Après les attentats du 13 novembre 2015, Philippe Cohen-Grillet révélait dans Le Canard enchaîné que, malgré le déni et les mensonges du gouvernement, la justice française était au courant de menaces contre le Bataclan depuis 2009, et que rien n’avait été fait.
Fondé sur des centaines de documents inédits et des années de rencontres avec les principaux protagonistes, Nos années de plomb est une chronique glaçante de la guerre en cours, qui ne s’interdit ni la satire de ceux qui sont censés nous protéger, et en ont été incapables, ni la compassion pour les victimes.

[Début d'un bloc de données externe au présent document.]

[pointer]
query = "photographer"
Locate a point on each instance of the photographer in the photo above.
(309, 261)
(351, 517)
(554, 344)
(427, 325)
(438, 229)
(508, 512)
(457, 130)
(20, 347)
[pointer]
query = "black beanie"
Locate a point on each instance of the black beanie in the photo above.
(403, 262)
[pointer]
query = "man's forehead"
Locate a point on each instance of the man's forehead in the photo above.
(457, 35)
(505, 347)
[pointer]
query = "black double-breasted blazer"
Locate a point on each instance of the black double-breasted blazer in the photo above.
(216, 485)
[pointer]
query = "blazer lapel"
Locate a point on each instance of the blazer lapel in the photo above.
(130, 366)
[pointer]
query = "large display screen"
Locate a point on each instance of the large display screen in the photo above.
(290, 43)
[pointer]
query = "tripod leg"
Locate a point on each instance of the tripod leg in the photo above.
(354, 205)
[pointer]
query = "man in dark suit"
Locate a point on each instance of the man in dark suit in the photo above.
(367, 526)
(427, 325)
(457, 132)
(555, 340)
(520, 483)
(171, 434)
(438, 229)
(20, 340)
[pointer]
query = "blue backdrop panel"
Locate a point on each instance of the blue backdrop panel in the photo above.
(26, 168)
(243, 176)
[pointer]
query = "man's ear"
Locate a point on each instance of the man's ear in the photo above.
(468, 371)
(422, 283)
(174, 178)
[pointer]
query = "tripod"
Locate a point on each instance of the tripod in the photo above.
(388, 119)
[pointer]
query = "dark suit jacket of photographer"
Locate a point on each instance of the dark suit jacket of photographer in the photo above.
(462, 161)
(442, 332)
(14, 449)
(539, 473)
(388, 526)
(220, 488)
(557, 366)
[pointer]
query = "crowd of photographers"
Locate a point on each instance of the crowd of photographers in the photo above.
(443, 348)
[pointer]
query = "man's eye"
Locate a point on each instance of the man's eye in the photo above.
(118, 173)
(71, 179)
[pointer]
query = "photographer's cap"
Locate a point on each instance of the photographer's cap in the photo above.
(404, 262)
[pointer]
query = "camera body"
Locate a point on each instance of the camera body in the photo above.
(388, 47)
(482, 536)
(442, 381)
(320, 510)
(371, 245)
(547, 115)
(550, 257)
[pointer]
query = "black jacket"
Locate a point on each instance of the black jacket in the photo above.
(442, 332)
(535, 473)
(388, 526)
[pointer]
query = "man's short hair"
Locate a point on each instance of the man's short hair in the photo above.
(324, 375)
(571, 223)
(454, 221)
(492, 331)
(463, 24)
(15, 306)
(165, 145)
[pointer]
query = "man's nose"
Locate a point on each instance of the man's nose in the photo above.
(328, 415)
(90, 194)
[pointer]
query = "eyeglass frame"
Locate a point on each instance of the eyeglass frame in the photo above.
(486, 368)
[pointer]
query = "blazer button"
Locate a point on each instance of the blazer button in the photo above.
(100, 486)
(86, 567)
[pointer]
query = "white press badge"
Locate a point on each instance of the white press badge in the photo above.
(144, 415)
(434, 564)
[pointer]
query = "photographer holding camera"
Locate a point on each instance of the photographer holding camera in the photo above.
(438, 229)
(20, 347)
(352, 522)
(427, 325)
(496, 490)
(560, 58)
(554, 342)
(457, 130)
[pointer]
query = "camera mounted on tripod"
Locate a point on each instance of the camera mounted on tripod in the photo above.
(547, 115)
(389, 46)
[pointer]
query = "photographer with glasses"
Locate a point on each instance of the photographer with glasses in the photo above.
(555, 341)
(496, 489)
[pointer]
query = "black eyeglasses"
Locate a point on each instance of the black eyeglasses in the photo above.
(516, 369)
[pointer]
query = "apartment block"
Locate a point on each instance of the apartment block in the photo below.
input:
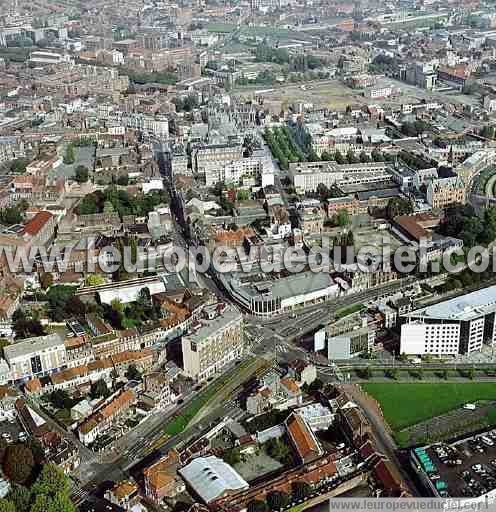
(444, 192)
(213, 343)
(36, 357)
(461, 325)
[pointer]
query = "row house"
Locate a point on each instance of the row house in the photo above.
(142, 360)
(103, 418)
(157, 390)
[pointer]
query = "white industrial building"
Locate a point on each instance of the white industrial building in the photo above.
(211, 478)
(456, 326)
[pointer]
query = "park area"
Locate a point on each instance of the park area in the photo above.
(425, 412)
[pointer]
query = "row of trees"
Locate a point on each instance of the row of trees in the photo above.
(113, 199)
(283, 146)
(414, 129)
(186, 104)
(162, 77)
(463, 222)
(489, 132)
(70, 156)
(300, 63)
(49, 493)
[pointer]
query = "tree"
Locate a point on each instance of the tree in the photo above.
(243, 195)
(392, 374)
(123, 181)
(398, 206)
(82, 174)
(257, 506)
(377, 156)
(322, 191)
(231, 457)
(350, 156)
(301, 490)
(7, 506)
(18, 166)
(316, 385)
(364, 158)
(343, 218)
(11, 215)
(58, 297)
(69, 157)
(278, 450)
(60, 399)
(338, 156)
(95, 280)
(75, 307)
(46, 280)
(20, 496)
(18, 463)
(99, 389)
(133, 373)
(25, 326)
(277, 500)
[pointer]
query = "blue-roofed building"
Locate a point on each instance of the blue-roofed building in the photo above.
(211, 478)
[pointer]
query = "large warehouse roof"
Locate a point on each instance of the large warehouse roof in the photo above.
(210, 477)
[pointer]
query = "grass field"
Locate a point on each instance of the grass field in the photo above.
(341, 313)
(404, 405)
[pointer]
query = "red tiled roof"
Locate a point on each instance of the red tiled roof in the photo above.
(302, 437)
(34, 226)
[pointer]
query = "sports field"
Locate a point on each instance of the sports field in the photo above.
(404, 405)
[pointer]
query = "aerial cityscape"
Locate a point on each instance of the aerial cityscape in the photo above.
(247, 255)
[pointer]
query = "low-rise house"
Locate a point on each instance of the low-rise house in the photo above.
(81, 410)
(157, 391)
(142, 360)
(103, 418)
(161, 479)
(303, 439)
(302, 372)
(79, 351)
(62, 452)
(124, 494)
(8, 398)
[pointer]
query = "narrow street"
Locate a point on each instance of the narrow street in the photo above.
(381, 432)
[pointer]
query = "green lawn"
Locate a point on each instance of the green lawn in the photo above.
(341, 313)
(404, 405)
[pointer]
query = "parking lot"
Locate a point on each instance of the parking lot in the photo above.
(467, 467)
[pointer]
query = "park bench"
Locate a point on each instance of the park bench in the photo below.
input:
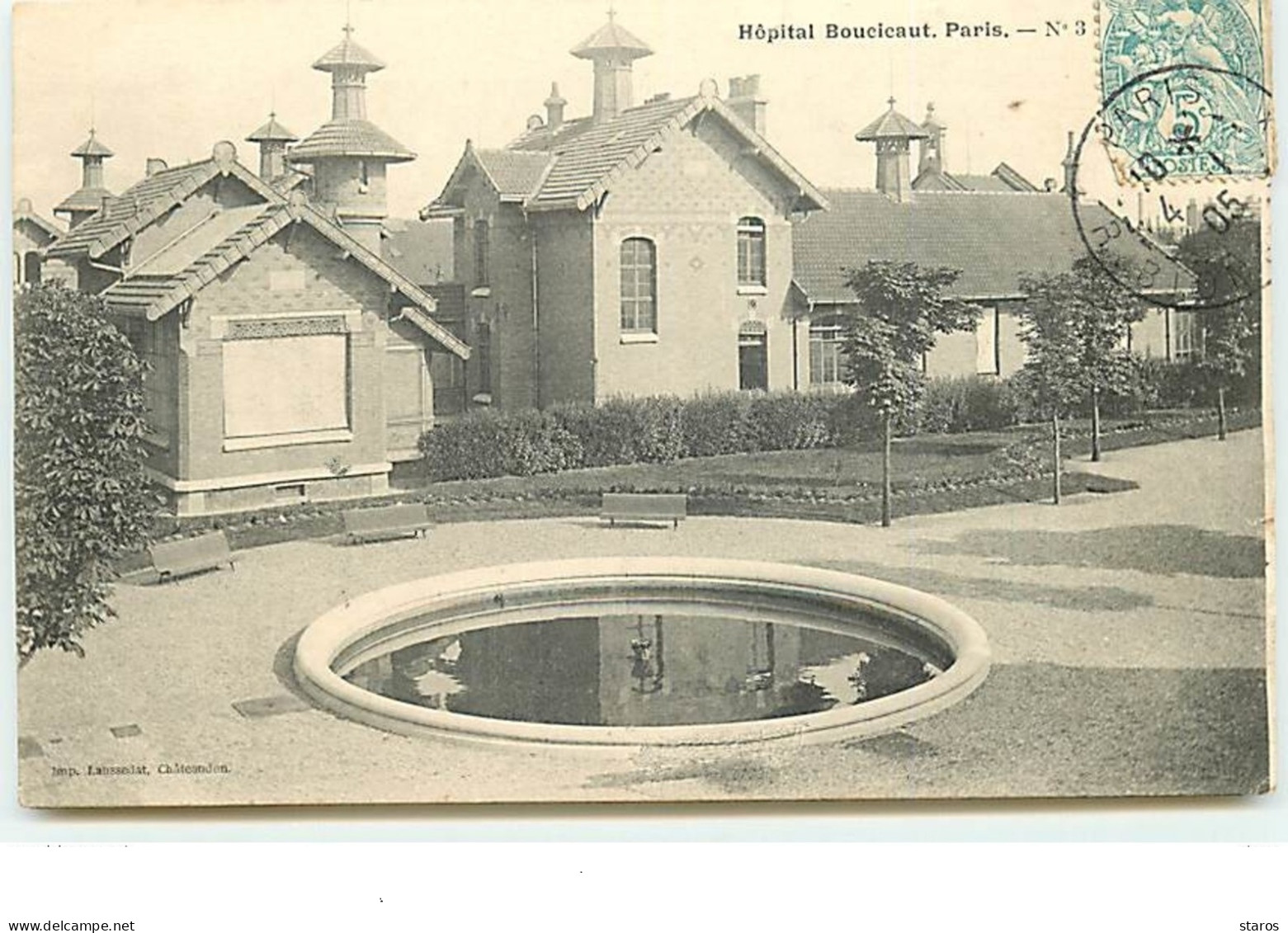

Il nous fait entrer dans les secrets d’une enquête d’une ampleur exceptionnelle sur la faiblesse de la France face à ses ennemis.
Le récit cinglant d’un incroyable désastre policier, judiciaire et politique.
Les attentats du 13 Novembre auraient-ils pu être évités ? C’est la question que l’on se pose à la lecture de l’ouvrage.(…) Pour lui, le premier acte de l’attaque du Bataclan remonte à une autre attaque terroriste ayant frappé le Caire, le 22 février 2009, et durant laquelle une lycéenne française perdra la vie. “Immédiatement après l’attentat du Caire, les autorités égyptiennes ont arrêté sept personnes”, rappelle-t-il. Parmi elles, une Française et un Belgo-tunisien, Farouk Ben Abbes.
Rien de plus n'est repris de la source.